Canvas: HOA 29-3/4″; WOA 23-5/16″
SITTER: Morse was introduced to Alexander Calder (1771-1849) the well established cabinetmaker and builder. Calder was born in Scotland and eventually moved to Charlestown by 1796. Not only was he famous for his fine cabinetry and furniture making, he was also a shipbuilder and business owner. Morse’s portrait speaks to Calder’s powerful name and status that he had spread throughout the South.

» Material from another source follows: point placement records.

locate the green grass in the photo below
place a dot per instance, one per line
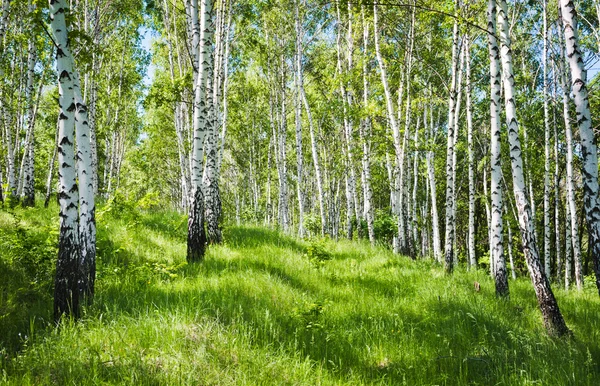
(266, 308)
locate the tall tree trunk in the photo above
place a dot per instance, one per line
(365, 134)
(586, 133)
(87, 202)
(568, 246)
(298, 116)
(66, 291)
(497, 246)
(196, 240)
(553, 319)
(450, 194)
(557, 232)
(547, 264)
(51, 167)
(437, 244)
(572, 220)
(471, 238)
(393, 123)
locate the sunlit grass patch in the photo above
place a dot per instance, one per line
(267, 308)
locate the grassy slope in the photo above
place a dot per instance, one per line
(259, 311)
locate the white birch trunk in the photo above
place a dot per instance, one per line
(586, 133)
(546, 146)
(553, 320)
(437, 244)
(471, 160)
(496, 243)
(87, 204)
(391, 113)
(298, 116)
(66, 291)
(557, 231)
(568, 248)
(196, 241)
(572, 219)
(450, 194)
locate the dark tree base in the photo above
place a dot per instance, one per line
(66, 286)
(196, 245)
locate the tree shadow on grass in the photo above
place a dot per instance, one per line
(251, 237)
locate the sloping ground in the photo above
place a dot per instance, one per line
(268, 309)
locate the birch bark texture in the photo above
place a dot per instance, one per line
(589, 149)
(553, 320)
(450, 194)
(497, 245)
(196, 240)
(66, 283)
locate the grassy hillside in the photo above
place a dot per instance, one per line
(268, 309)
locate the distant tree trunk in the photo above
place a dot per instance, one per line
(298, 115)
(437, 244)
(553, 319)
(586, 133)
(497, 247)
(471, 161)
(399, 157)
(568, 246)
(510, 255)
(282, 153)
(365, 134)
(557, 231)
(87, 202)
(572, 220)
(196, 241)
(51, 168)
(547, 264)
(450, 194)
(66, 291)
(211, 171)
(27, 166)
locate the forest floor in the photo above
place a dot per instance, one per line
(268, 309)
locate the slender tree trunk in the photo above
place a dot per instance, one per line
(365, 134)
(568, 248)
(572, 220)
(510, 255)
(298, 112)
(437, 244)
(87, 204)
(586, 133)
(51, 168)
(66, 291)
(27, 166)
(471, 238)
(557, 232)
(196, 241)
(398, 160)
(450, 194)
(497, 246)
(547, 265)
(553, 319)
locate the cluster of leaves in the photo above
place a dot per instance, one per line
(317, 253)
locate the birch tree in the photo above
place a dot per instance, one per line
(497, 247)
(450, 151)
(553, 319)
(196, 240)
(586, 133)
(66, 283)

“In Morse’s fine portrait, Calder is a confident, upright, unaffected Scotsman. His ruddy-skinned, heavy-lidded face shines out atop a powerful torso clad in a dark green jacket and crisp white stock and collar. The rather arbitrary bold red swatch of drapery at the right makes an effective counterpoint to the dark jacket, while the aquamarine sky touched with rose lends a quiet note of approaching evening. ” (William Kloss, Samuel F. B. Morse, 1988, p.62)
The frame is gold leaf over plaster over wood. Having foliage and shell decoration with beveled detailing. There is cracking in the plaster and areas of loss throughout.
The painting was re-framed at some point. We are not sure if the painting was originally in this frame and just stabilized at a later point or it existed outside of this frame.